What’s funny is that Georgia’s governor was for state-based health-insurance exchanges before he was against them. In the summer of 2011, when Deal started an exploratory committee to investigate how Georgia could set up its own exchange, he declared that it was his “hope” that the committee would find a way for the state to so. His change of heart came in November 2012, after Real PAC started raking in large donations from the health-care industry.

 

Bandwagon Leader

 

These days, Deal is leading the bandwagon of largely Southern state leaders in blocking implementation of the health-care law. This past spring, he told Fox Business News commentator Neil Cavuto that he subscribes to the conspiracy theory that the law is a Trojan horse full of socialists.
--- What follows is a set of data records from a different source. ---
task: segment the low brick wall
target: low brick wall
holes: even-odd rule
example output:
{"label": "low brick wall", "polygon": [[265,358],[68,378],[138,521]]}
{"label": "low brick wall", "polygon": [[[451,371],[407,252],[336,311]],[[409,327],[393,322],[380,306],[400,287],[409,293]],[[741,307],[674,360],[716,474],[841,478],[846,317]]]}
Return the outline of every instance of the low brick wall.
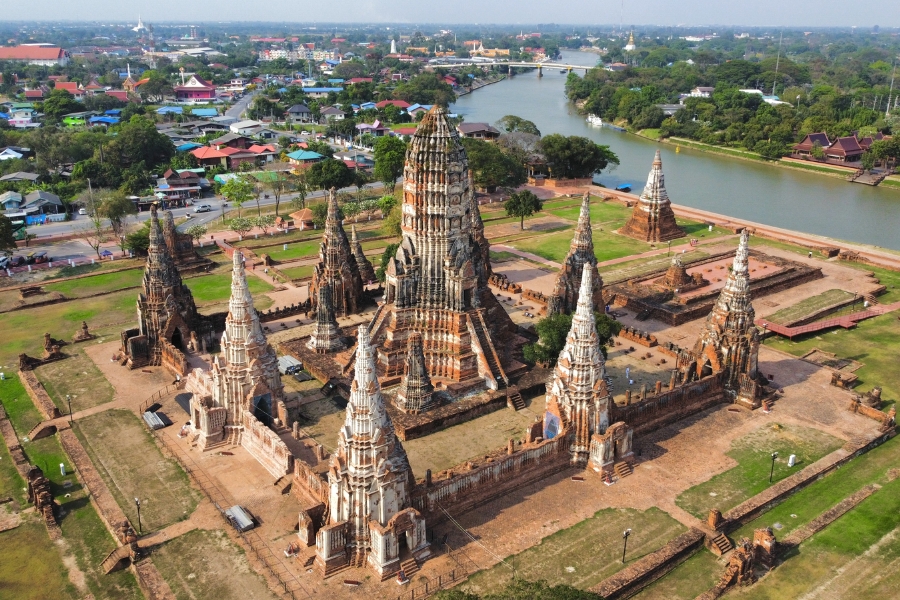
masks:
{"label": "low brick wall", "polygon": [[843,448],[835,450],[825,458],[819,459],[808,467],[801,469],[786,479],[782,479],[772,487],[760,492],[749,500],[742,502],[722,515],[720,530],[728,533],[749,523],[784,499],[818,481],[838,467],[868,452],[896,435],[894,428],[872,439],[857,439],[847,442]]}
{"label": "low brick wall", "polygon": [[16,465],[16,471],[19,472],[22,479],[25,479],[28,474],[28,457],[25,456],[25,451],[22,450],[22,445],[16,436],[16,430],[13,429],[12,423],[7,418],[6,410],[4,410],[3,406],[0,406],[0,436],[3,437],[3,441],[6,443],[6,448],[9,450],[13,464]]}
{"label": "low brick wall", "polygon": [[22,382],[22,387],[24,387],[25,391],[28,392],[28,395],[31,396],[34,405],[41,411],[41,414],[44,415],[45,419],[49,421],[50,419],[57,419],[62,416],[62,413],[59,412],[59,409],[53,404],[50,394],[44,389],[44,384],[38,381],[34,371],[19,371],[19,381]]}
{"label": "low brick wall", "polygon": [[706,536],[701,530],[691,528],[680,536],[637,562],[622,569],[590,588],[605,600],[628,598],[650,585],[681,564],[703,546]]}
{"label": "low brick wall", "polygon": [[891,417],[887,413],[855,401],[850,403],[850,411],[874,419],[882,425],[886,425],[891,420]]}
{"label": "low brick wall", "polygon": [[728,400],[721,374],[712,375],[626,406],[610,407],[610,420],[624,421],[635,435],[655,431]]}
{"label": "low brick wall", "polygon": [[853,507],[857,506],[860,502],[877,492],[880,487],[881,486],[879,485],[873,484],[867,485],[852,496],[841,500],[803,527],[794,530],[789,536],[778,542],[779,554],[786,553],[791,548],[799,546],[816,533],[822,531],[828,525],[831,525],[849,512]]}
Rolling Obamacare over the Georgia line is “one way to get to a one-payer system,” Deal said, because it will “set up a system that fails miserably.” After Obamacare implodes, the story goes, Democrats will be able to claim that only total federal control can make the health-care system work effectively.

 

It’s an absurd claim. Nathan Deal is the one doing everything in his power to ensure the law’s failure in Georgia - - even though almost 20 percent of the state’s citizens lack any kind of health insurance.

 

Apparently our Governor has already taken his ball and gone home.